How the Spirit Works
Today our church celebrated the Feast of Pentecost, commemorating Jesus’ sending of the Holy Spirit upon the nascent church. I wanted to take a few minutes and help us develop our thinking about the Holy Spirit.
The Holy Spirit is incredibly misunderstood today. On the one hand, you have folks who basically ignore Him, or are afraid to mention him (just in case they’d sound Pentecostal). But we must talk about the Holy Spirit, because his work is absolutely vital to what the church does. Without the Holy Spirit, everything we do is useless (see below). We’re Christians, we believe that God is a Trinity: the Father, the Son, and the Holy Spirit, three persons, one God. So if we neglect the Holy Spirit, we are neglecting God himself. We must talk about the Holy Spirit.
And yet on the other side of things, when the Holy Spirit is spoken about, it’s almost always in terms of our experience/emotions/enthusiasm, etc. But the Holy Spirit is not our experience or our emotions.
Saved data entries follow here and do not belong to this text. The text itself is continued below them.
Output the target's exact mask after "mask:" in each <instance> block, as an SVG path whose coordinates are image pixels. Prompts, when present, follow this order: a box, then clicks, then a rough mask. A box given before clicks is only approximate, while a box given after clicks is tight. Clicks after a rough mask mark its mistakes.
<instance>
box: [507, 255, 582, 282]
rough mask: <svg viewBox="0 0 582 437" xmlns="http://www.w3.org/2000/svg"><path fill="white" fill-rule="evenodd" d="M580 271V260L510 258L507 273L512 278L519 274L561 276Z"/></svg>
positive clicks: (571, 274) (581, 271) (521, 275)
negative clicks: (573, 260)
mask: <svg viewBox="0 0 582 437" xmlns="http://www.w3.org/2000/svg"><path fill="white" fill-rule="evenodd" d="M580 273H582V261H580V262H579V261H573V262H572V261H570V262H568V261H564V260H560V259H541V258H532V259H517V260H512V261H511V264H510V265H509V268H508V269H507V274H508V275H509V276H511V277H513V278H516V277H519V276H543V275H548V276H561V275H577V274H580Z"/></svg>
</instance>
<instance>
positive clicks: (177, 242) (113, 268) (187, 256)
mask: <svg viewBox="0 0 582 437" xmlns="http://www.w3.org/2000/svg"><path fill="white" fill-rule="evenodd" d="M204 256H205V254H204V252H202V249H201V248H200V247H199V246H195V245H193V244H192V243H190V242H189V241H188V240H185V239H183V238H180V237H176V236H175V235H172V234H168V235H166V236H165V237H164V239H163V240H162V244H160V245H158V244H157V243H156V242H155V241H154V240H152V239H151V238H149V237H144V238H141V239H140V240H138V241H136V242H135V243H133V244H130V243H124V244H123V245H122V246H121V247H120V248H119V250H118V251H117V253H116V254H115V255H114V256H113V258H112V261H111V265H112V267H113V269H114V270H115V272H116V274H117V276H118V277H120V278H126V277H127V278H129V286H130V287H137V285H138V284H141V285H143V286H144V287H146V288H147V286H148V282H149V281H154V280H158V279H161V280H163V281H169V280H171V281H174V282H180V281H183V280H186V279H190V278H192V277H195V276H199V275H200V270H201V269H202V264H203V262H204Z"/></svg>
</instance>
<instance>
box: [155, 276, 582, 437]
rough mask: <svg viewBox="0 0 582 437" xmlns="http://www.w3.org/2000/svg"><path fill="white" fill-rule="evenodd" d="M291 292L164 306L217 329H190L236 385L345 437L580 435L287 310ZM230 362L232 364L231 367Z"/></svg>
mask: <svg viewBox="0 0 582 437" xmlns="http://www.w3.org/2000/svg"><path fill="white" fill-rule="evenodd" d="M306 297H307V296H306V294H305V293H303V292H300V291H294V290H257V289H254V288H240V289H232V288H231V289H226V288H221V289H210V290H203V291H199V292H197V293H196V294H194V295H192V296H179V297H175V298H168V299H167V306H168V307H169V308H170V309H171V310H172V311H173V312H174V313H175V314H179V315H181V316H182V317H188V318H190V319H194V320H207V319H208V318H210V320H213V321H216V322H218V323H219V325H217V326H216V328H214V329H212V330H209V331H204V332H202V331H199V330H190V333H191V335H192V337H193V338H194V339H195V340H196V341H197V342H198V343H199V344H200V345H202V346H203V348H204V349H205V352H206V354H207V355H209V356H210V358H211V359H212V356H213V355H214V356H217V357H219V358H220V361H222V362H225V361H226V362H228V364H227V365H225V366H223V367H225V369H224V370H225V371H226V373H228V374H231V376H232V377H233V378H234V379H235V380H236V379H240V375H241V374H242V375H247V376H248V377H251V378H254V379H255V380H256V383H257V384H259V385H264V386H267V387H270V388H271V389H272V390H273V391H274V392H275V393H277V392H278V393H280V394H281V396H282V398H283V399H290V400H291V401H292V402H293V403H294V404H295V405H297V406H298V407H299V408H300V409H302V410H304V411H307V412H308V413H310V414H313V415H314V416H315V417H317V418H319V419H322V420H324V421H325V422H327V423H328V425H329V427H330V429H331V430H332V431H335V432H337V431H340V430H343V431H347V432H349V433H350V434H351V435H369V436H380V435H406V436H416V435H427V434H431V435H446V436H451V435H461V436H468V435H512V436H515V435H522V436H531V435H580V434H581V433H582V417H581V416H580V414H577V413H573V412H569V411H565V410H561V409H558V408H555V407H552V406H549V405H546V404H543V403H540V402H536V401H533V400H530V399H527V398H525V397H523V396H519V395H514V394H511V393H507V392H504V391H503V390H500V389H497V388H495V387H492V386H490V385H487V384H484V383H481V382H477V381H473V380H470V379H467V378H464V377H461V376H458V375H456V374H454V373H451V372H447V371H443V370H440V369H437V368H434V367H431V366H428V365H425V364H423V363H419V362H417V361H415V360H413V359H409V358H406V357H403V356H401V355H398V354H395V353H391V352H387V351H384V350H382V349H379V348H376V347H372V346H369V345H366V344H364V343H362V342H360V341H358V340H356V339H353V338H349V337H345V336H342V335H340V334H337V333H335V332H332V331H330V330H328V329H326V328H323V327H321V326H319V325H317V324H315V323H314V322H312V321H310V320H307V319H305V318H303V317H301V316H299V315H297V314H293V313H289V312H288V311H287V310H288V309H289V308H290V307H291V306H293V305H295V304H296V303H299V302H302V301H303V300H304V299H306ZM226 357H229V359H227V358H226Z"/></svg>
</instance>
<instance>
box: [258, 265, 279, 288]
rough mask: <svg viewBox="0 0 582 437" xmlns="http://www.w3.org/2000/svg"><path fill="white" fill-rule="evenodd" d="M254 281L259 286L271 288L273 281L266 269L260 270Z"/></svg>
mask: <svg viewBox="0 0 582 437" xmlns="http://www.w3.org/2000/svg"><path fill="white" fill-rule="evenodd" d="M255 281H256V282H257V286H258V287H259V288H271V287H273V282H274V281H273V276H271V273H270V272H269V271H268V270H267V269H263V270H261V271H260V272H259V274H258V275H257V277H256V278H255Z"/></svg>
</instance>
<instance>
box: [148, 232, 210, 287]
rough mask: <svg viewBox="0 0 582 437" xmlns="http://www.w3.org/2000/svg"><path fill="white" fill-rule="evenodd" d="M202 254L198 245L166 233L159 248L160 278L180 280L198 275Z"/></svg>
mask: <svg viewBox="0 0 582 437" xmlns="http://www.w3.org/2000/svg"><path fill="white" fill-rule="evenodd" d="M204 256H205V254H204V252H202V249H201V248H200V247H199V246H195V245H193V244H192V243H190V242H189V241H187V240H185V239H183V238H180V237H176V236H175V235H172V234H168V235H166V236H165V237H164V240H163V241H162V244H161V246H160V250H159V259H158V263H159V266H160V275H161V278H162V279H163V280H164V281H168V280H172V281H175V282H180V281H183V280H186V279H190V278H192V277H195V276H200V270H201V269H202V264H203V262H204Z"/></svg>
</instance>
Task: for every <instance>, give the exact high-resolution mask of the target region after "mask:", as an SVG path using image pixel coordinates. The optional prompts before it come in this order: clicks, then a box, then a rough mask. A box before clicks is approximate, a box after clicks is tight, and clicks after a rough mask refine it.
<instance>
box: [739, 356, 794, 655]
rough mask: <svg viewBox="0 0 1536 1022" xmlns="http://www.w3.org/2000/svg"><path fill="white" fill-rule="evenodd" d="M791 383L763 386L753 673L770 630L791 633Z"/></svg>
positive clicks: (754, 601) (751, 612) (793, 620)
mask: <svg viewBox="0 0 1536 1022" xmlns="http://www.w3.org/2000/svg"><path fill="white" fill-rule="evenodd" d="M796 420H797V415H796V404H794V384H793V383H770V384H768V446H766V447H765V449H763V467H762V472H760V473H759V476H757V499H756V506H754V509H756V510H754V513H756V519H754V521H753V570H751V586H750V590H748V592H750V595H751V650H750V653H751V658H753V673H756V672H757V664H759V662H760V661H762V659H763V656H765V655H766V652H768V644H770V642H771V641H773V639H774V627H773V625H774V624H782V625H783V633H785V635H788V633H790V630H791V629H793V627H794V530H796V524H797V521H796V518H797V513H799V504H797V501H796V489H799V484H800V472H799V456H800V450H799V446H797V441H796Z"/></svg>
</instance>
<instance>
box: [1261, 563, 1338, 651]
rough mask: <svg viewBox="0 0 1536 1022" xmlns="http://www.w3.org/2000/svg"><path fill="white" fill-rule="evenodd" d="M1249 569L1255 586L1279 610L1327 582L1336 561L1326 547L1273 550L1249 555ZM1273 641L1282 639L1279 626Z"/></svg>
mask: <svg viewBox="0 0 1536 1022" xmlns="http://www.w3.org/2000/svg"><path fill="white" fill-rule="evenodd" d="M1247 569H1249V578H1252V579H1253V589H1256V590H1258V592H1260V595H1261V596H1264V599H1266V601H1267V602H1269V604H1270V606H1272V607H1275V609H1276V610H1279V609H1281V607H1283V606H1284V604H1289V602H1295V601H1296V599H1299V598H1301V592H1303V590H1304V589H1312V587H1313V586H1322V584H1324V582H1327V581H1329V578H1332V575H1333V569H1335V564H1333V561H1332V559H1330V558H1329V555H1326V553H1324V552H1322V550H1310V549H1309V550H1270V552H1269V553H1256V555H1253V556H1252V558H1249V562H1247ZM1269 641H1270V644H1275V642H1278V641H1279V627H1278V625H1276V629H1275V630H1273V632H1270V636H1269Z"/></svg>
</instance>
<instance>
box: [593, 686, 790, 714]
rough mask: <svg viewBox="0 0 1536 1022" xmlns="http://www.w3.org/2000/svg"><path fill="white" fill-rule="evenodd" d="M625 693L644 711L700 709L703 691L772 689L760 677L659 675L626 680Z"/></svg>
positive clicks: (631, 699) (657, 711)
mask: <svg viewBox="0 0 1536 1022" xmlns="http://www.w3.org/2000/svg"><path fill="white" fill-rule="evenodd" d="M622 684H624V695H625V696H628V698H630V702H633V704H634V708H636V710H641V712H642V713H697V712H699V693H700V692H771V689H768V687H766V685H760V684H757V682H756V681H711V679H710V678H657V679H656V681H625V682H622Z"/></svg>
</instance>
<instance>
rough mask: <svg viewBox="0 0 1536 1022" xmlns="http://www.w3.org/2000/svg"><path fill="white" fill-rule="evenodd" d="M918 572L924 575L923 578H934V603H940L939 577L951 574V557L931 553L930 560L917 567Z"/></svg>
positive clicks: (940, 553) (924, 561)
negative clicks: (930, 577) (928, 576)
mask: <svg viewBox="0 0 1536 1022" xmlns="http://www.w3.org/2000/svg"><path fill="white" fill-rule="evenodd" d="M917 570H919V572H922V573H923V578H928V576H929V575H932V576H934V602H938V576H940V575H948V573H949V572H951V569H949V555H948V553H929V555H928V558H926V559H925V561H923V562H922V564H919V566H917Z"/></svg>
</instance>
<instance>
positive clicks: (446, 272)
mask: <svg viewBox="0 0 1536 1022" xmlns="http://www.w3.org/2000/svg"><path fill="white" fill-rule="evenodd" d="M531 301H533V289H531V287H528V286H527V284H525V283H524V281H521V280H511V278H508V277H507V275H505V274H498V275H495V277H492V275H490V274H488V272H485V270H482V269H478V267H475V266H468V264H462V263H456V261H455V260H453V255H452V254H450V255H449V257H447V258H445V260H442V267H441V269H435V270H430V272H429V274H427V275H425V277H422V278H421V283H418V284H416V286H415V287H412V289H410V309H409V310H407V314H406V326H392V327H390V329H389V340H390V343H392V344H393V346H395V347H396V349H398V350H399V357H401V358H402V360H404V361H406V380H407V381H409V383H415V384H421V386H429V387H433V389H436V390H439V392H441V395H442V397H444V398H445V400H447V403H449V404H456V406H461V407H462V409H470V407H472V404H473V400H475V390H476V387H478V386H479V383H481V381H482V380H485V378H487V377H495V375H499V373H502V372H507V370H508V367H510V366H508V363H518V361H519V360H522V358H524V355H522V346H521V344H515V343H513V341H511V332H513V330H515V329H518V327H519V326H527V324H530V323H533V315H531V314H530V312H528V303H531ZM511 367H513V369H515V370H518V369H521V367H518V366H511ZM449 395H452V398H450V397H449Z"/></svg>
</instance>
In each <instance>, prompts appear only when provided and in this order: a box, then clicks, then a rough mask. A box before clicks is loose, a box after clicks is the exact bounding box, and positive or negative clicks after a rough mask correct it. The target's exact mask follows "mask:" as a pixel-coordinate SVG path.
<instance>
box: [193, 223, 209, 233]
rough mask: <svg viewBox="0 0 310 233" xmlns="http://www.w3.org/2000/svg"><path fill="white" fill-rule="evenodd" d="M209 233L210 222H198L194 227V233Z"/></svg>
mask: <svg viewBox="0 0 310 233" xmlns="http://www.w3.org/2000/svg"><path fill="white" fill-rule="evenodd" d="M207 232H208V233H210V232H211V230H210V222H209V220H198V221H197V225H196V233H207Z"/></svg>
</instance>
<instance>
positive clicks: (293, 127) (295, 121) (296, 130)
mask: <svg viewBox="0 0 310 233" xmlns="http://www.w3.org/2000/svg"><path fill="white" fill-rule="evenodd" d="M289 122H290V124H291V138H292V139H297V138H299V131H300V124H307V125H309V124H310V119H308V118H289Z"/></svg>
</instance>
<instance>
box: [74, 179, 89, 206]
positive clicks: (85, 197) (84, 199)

The Holy Spirit is a Person. Now it’s very rare that I feel or experience another person. In fact, I’ve taken some vows to the effect that I’m basically only allowed to feel one person, my wife. But all the time, we are surrounded by persons, who are real, and active, and engaged. Sometimes we’re more affectively aware of them, but it doesn’t diminish their reality or their when we aren’t. So, rather than the Holy Spirit being understood in terms of our emotions and feelings, the picture we find in the Bible and the Reformed (this isn’t just Reformed, but also catholic in the good sense) tradition (of which we’re a part) is that the Holy Spirit is the one by whom we relate to God. Every time and every way we relate to God the Holy Spirit is at work.
He inspired the Bible. He causes the Bible to be living and active rather than just a dead letter. He works in preaching so that the preaching of the Word of God is the Word of God. He works in and through the sacraments so that they are more than just empty signs. He mystically unites us with Christ because as John Calvin says, “As long as Christ remains outside of us, and we are separated from him, all that he has suffered and done for the salvation of the human race remains useless and of no value to us” (Insitutes of the Christian Religion, 3.1.1). He applies the benefits of Jesus’ redemption to us, opening our hearts to receive Christ and giving us the gift of faith. He empowers our prayer, so that as we speak, we are in communion with God. He bridges the gap between us and God, so that God is present with us in a meaningful way. It’s boring to say that God is with us unless we understand the Holy Spirit. Because God is omnipresent. He’s everywhere. It doesn’t tell us anything to say that he’s here apart from the work of the Holy Spirit. So the Holy Spirit brings the reality and the power of God into our lives in a personal and meaningful way. Because he is fully personal and fully God, he doesn’t just bring us information about God, he brings us God himself. It is through the Holy Spirit that Jesus is with us always, objectively, not just when we feel like it or experience it. This is so much better and more profound than the typical understanding that the Holy Spirit sends shivers down our spines. And the Bible teaches in Romans 8.9 and Ephesians 1.13-14 that all Christians are given a share in the Holy Spirit. If you trust in Jesus, you belong to him, and he has given you this power, this Holy Spirit so that you can know him and serve him, and as Acts 1.8 says, be his witness.
So take some time and thank the Father and the Son for sending to us the gift of the Holy Spirit.